Una Onlus di Rossano, in provincia di Cosenza, è finita nella bufera per l’accusa piovuta su due operatori e un educatore. Maltrattamenti nei confronti di persone disabili, è questa l’accusa su cui stanno lavorando gli inquirenti. I tre sarebbero responsabili di reiterati atti di vessazione e di violenza sia fisica sia psicologica nei confronti di ragazzi diversamente abili seguiti in un centro diurno. Secondo gli inquirenti avrebbero creato un clima di “terrore e crudeltà” all’interno della onlus.

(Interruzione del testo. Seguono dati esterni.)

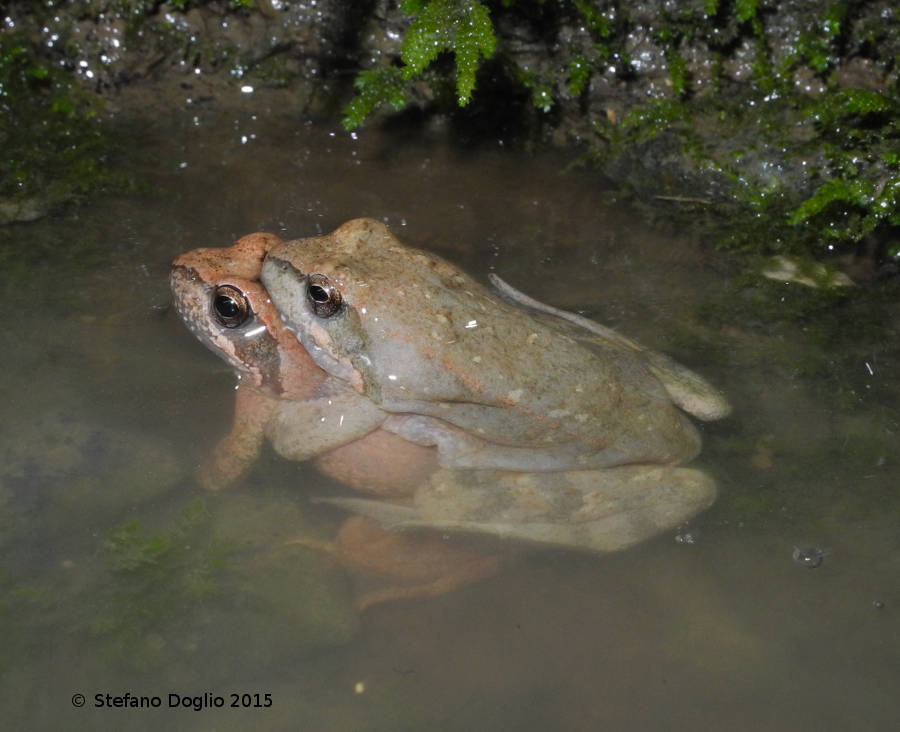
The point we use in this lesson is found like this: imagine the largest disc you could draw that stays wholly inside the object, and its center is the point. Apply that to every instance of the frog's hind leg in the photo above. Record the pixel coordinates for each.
(690, 391)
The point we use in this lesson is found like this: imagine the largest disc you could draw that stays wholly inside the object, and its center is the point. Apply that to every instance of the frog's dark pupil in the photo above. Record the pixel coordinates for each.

L’inchiesta ha documentato il sistematico ricorso all’intimidazione e alla violenza per mantenere il controllo della struttura, all’interno della quale vi era “un vero e proprio clima di terrore tra i ragazzi”. La volontà degli operatori, finiti ai domiciliari, era, in questo modo, consolidare il potere all’interno della struttura, alternando minacce, aggressioni vere e proprie, e persino la cosiddetta “terapia del dolore”, utilizzata in particolare su una delle vittime. In particolare, secondo una nota del procuratore di Castrovillari Alessandro D’Alessio, questi metodi servivano a uno degli arrestati per “sfogare i propri istinti sadici”.
Dalle indagini, coordinate dalla Procura della Repubblica di Castrovillari e condotta dai carabinieri del Reparto territoriale di Corigliano-Rossano, sono emersi più comportamenti vessatori, mortificanti, violenti e degradanti nei confronti degli ospiti disabili della struttura. Comportamenti che sono considerati ancor “più gravi” proprio perché arrivati da parte di “coloro che avrebbero dovuto tutelare le persone caratterizzate da particolare fragilità psichica”.
Queste condotte, aggiunge l’accusa, non erano tra l’altro “episodiche” ma si trattava anzi di un vero e proprio modus operandi “reiterato dagli indagati in numerose e anche recenti occasioni”. L’indagine è stata condotta attraverso riprese audio e video e servizi di osservazione: è partita nell’autunno 2021 ed è arrivata all’aprile di quest’anno e ha evidenziato la drammaticità delle condizioni delle persone particolarmente fragili, ritenute vittime innocenti di un sistema che il Gip non esita a definire “piegato agli istinti personali e sadici di uno degli indagati”.